In 1960, Williams was invited to enter for the Helena Rubenstein Travelling Art Scholarship, the richest and most prestigious art prize at the time with an award of £1000 plus £300 travel expenses aimed at giving the winner overseas experience.

1963

He won in 1963 and it proved to be a turning point in his career which, according to fellow artist Jan Senbergs, brought Williams wide acclaim, especially from many influential curators and critics.

Sydney art dealer Rudy Komon took Williams on as one of his key artists which enabled Williams to discontinue his part-time work with a Melbourne picture-framer and paint full-time.

1969

In 1969, Williams started using a horizontal strip format in his landscape paintings in order to present different aspects of one scene on the same sheet.

1970

In 1970, Williams produced a group of four large strip format gouache-on-paper paintings called the West Gate Bridge series showing the half-constructed West Gate Bridge over the Yarra River in Melbourne.

A section of the bridge collapsed on 15 October 1970, while it was still under construction, killing thirty-five workers.

Williams had planned to paint the length of the river, but his widow, Lyn said he "lost heart in the project" after the accident.

1971

In his Beachscape with bathers Queenscliff I-IV series from 1971, Williams painted from the top of a cliff overlooking the beach during a seaside holiday.

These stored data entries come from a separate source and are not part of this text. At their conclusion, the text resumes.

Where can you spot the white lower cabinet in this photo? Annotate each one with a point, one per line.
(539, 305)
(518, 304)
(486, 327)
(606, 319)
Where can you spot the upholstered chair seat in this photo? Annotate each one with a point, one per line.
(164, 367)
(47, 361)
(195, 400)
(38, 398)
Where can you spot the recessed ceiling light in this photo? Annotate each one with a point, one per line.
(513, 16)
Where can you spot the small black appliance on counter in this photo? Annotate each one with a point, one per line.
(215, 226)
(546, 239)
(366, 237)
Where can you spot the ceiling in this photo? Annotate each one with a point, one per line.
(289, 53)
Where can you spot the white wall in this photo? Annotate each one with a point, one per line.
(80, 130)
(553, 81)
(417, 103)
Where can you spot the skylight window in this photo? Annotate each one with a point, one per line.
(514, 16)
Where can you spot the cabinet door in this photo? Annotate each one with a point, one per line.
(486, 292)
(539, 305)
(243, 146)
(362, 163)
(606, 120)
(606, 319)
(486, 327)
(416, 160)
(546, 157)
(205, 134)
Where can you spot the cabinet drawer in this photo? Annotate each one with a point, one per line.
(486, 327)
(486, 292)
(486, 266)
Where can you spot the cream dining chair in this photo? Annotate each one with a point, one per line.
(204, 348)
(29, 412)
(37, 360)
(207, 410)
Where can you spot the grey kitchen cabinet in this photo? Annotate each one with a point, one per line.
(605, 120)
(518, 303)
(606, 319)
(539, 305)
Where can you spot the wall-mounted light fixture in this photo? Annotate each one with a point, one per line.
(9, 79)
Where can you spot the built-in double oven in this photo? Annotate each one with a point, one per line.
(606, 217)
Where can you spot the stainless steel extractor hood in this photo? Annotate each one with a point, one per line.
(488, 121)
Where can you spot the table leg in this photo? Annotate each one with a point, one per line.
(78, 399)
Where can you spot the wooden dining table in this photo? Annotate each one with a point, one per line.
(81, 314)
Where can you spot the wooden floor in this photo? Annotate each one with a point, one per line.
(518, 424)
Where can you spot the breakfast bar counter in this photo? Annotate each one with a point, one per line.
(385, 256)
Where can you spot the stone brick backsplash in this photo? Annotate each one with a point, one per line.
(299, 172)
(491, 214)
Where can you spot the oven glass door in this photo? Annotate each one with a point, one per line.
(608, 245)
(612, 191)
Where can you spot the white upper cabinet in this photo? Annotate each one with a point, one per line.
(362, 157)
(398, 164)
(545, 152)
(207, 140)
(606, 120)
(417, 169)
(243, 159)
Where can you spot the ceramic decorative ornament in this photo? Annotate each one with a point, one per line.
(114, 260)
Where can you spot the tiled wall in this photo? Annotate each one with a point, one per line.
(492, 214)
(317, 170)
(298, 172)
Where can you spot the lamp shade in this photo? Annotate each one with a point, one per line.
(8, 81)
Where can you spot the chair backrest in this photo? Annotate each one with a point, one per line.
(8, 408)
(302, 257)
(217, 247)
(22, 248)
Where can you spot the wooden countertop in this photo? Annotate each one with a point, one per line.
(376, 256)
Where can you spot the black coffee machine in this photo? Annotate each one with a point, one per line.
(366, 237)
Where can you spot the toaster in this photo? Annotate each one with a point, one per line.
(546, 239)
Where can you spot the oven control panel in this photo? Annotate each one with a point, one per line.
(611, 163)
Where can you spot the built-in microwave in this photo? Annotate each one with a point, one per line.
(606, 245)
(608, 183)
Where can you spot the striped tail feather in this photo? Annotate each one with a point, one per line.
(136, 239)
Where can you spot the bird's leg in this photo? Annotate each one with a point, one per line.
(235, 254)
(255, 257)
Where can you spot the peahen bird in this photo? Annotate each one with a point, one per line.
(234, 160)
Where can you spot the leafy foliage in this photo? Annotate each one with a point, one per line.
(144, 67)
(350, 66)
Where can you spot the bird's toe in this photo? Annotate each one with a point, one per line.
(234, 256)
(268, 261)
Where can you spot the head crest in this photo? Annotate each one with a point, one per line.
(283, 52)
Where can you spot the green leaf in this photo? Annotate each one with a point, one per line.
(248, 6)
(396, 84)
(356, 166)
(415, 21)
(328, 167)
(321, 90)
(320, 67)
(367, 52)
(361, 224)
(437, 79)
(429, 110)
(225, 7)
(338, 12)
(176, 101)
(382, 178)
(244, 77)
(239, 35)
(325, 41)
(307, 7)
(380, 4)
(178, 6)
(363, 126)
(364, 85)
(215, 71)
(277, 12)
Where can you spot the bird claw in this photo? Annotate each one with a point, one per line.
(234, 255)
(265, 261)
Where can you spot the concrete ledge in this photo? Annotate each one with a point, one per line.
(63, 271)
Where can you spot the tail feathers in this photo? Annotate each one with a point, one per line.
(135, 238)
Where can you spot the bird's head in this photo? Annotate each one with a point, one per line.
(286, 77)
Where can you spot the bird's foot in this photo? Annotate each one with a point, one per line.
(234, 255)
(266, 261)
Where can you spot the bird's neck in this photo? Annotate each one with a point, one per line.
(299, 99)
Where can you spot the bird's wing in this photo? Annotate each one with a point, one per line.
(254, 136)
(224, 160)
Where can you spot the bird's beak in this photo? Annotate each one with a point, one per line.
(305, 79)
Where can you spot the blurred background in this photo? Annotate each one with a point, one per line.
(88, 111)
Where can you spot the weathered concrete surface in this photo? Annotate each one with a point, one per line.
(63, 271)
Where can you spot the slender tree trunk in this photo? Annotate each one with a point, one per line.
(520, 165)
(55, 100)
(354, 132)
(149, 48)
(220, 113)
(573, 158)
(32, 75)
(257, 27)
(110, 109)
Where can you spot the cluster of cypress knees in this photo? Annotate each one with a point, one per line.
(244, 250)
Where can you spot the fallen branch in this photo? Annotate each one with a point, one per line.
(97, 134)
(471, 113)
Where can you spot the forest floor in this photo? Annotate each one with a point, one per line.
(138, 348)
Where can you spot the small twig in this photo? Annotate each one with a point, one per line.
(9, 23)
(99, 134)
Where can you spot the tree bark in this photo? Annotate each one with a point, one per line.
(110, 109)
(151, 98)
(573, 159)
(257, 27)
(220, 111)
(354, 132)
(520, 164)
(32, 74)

Each sheet is broken horizontally into four separate strips representing a different time of day and corresponding shift in the colour and tone of the scene as Williams recorded the effects of light on the landscape.

1977

He had more than seventy solo exhibitions during his career in Australian galleries, as well as the exhibition Fred Williams - Landscapes of a Continent at the Museum of Modern Art in New York in 1977.